Kassel ist eine Stadt der großen Gegensätze. Als Ausgleich für die im Krieg verlorene historische Bausubstanz kann sie mit der regelmäßig ausgetragenen Documenta aufwarten, der renommierten Weltkunstausstellung, die alle fünf Jahre Kunstinteressierte und Künstler von Weltruf in Scharen in die hessische Stadt lockt. Der futuristische ICE-Bahnhof der Stadt zeigt, welche mutigen architektonischen Highlights in Kassel gesetzt wurden.

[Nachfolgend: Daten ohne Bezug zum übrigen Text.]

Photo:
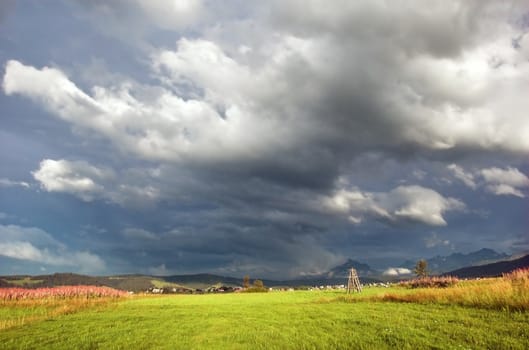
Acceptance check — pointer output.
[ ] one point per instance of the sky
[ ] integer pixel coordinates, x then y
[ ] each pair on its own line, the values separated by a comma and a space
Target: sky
269, 138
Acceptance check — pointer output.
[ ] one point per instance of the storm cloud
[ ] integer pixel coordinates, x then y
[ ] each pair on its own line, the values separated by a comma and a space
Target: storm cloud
276, 139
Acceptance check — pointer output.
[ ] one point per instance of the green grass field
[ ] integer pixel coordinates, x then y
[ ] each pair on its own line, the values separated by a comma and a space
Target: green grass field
276, 320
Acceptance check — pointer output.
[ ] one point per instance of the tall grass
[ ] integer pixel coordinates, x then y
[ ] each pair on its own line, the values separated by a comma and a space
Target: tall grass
19, 306
510, 292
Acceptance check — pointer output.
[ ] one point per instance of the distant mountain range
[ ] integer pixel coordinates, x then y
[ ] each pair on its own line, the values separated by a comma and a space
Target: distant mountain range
342, 271
441, 264
481, 263
490, 270
139, 283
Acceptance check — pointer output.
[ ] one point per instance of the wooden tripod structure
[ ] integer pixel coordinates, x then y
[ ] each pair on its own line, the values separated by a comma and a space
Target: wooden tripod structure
353, 284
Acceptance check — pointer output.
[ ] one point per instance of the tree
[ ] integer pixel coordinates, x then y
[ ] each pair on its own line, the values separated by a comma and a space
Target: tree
421, 268
246, 282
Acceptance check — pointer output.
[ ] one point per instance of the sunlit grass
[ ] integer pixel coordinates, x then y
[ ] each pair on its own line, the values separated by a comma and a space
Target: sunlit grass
511, 292
278, 320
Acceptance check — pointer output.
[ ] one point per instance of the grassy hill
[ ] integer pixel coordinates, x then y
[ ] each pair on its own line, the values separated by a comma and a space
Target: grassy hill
278, 320
138, 283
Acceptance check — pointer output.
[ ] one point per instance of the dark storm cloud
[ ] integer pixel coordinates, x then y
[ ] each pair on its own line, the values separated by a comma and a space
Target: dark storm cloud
277, 139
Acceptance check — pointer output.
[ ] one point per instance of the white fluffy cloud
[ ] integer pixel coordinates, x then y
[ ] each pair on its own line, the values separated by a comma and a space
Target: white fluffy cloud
76, 177
10, 183
35, 245
402, 204
437, 92
508, 181
89, 182
460, 174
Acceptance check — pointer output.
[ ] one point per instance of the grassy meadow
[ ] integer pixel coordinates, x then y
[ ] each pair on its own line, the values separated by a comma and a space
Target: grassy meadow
377, 318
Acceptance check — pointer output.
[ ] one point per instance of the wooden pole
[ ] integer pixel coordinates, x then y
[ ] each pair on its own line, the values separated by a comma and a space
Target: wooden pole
353, 283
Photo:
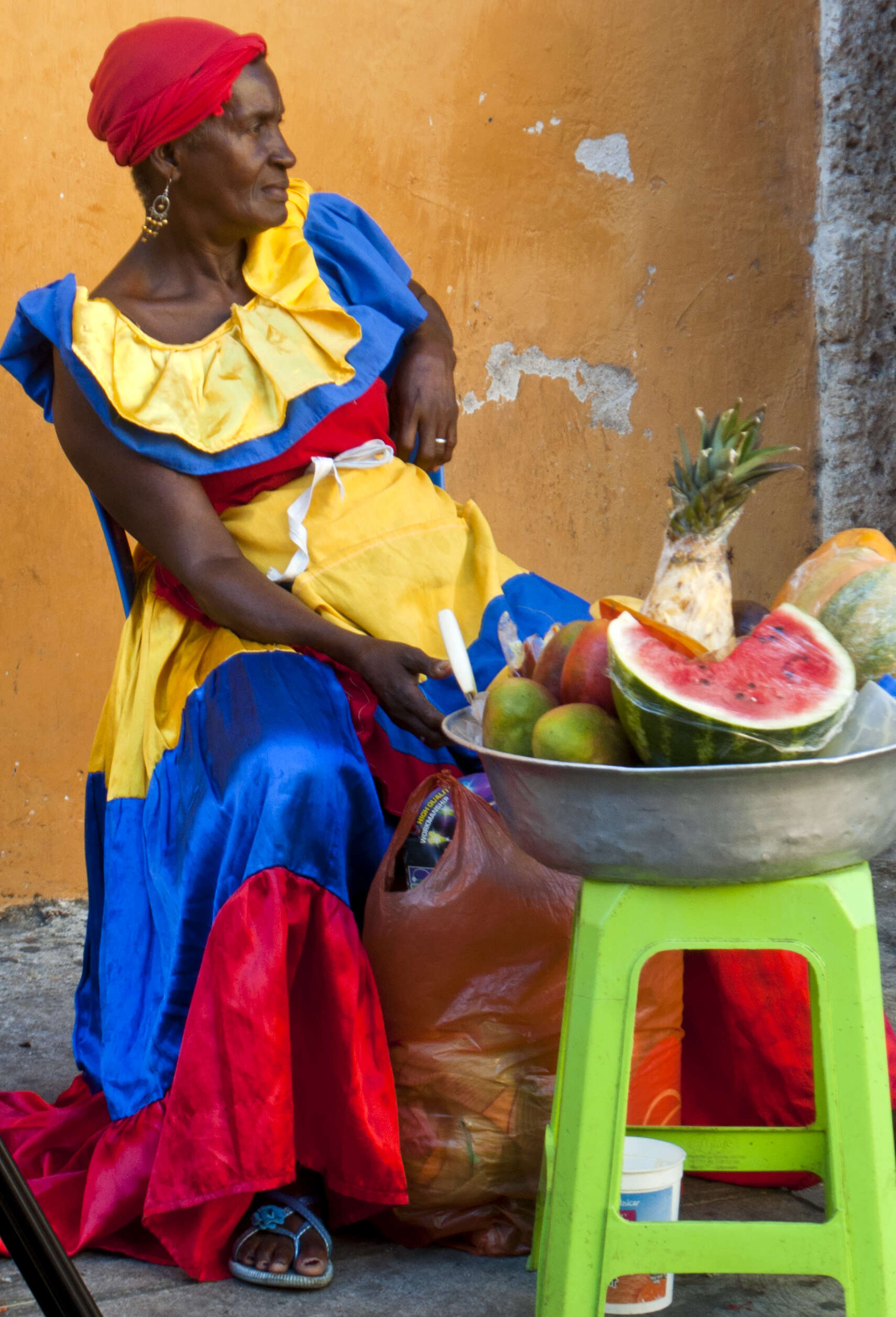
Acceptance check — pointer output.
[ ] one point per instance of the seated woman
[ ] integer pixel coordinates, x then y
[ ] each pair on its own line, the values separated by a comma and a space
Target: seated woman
243, 394
224, 396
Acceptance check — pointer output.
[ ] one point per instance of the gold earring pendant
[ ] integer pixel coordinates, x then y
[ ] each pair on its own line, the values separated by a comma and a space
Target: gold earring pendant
157, 215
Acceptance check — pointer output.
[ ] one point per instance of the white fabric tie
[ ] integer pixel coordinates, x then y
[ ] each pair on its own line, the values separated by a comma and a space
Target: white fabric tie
376, 452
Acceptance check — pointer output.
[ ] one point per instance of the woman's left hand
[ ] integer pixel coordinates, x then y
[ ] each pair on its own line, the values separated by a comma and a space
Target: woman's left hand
422, 398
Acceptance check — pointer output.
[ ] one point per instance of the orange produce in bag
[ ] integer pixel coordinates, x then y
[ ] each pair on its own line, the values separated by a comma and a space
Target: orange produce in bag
833, 564
471, 966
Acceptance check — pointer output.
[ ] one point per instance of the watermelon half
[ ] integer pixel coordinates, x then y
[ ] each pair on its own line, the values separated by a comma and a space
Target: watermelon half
784, 691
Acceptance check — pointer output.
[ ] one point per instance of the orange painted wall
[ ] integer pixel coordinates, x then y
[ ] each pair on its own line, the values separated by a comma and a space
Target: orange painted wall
695, 277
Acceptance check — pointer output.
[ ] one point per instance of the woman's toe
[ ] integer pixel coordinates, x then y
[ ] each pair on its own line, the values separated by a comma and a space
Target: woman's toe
282, 1256
313, 1259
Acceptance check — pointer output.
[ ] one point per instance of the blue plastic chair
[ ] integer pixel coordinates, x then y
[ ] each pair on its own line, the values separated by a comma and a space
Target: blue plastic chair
123, 561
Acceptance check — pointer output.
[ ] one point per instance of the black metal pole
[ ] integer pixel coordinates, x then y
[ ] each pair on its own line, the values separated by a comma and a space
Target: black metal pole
48, 1271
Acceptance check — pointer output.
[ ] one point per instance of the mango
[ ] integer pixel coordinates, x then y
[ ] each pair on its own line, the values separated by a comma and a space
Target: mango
549, 669
511, 710
582, 734
585, 679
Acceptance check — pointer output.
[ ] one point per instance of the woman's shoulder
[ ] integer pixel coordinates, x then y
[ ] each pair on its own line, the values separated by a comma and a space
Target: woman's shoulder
41, 323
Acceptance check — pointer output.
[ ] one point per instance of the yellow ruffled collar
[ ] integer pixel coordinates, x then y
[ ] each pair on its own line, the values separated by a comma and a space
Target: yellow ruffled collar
234, 385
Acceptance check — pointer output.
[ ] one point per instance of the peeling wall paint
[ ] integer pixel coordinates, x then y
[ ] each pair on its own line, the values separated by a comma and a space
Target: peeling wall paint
607, 156
609, 389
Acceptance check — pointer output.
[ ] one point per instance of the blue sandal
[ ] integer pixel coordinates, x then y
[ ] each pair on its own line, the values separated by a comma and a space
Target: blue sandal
269, 1218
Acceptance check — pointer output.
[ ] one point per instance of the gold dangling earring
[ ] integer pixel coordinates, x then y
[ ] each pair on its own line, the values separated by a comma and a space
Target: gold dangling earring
157, 215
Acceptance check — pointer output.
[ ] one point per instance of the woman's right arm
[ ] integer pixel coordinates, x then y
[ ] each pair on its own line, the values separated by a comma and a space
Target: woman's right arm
173, 518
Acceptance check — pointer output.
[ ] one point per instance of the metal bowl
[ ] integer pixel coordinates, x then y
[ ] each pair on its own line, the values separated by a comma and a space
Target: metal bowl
692, 826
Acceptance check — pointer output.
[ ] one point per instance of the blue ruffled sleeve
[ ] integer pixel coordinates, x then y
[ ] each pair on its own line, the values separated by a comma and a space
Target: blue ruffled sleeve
364, 273
27, 351
357, 261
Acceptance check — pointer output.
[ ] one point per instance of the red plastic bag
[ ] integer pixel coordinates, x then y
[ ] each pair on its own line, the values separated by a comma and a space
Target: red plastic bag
471, 967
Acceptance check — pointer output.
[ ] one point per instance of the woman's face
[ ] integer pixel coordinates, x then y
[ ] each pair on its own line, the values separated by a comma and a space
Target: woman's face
235, 173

Das historische Friedericianum gehört zu den Hauptausstellungsorten während der Documenta. In der fünfjährigen Ausstellungspause wird das Gebäude für Konzerte und andere Kulturveranstaltungen genutzt und geschätzt. Auch für ein anspruchsvolles politisches oder gesellschaftskritisches Kabarett würden die ehrwürdigen Gemäuer einen passenden Rahmen abgeben. Die weltbedeutende Kunstausstellung und die Höhepunkte im Bereich der Kunst im öffentlichen Raum sowie der Architektur in Kassel bieten viel Stoff für ein politisches oder sozialkritisches Kabarett. Jeder Kabarettist nimmt gern Politiker, die auf Grund ihrer herausragenden Position im Rampenlicht stehen, aufs Korn. Der ehemalige Bundesfinanzminister, Hans Eichel, der viele Jahre lang als Oberbürgermeister von Kassel amtierte, ist durch seine mehr oder weniger glückliche Zeit als Bundesminister ein ideales Objekt für eine politische Satire in einer Kabarett-Vorstellung.

Mit der Stadthalle, dem Kulturbahnhof, der Kulturfabrik Salzmann und dem Kulturhaus Dock 4 stehen in Kassel weitere traditionelle kleinere Bühnen zur Verfügung, auf der ein Kabarettist sein Publikum finden und in seinen Bann ziehen kann. In den meisten Stadtteilen bieten Bürgerhäuser Veranstaltungsraum an, um kleinere kulturelle Veranstaltungen für die Bürger aus dem Kiez zu machen. Auch die zahlreichen Clubs der Stadt, die aus der Studentenszene der Universitätsstadt hervorgegangen sind, bieten einem Kabarettisten die Möglichkeit, sich direkt mit seinem Publikum auseinanderzusetzen.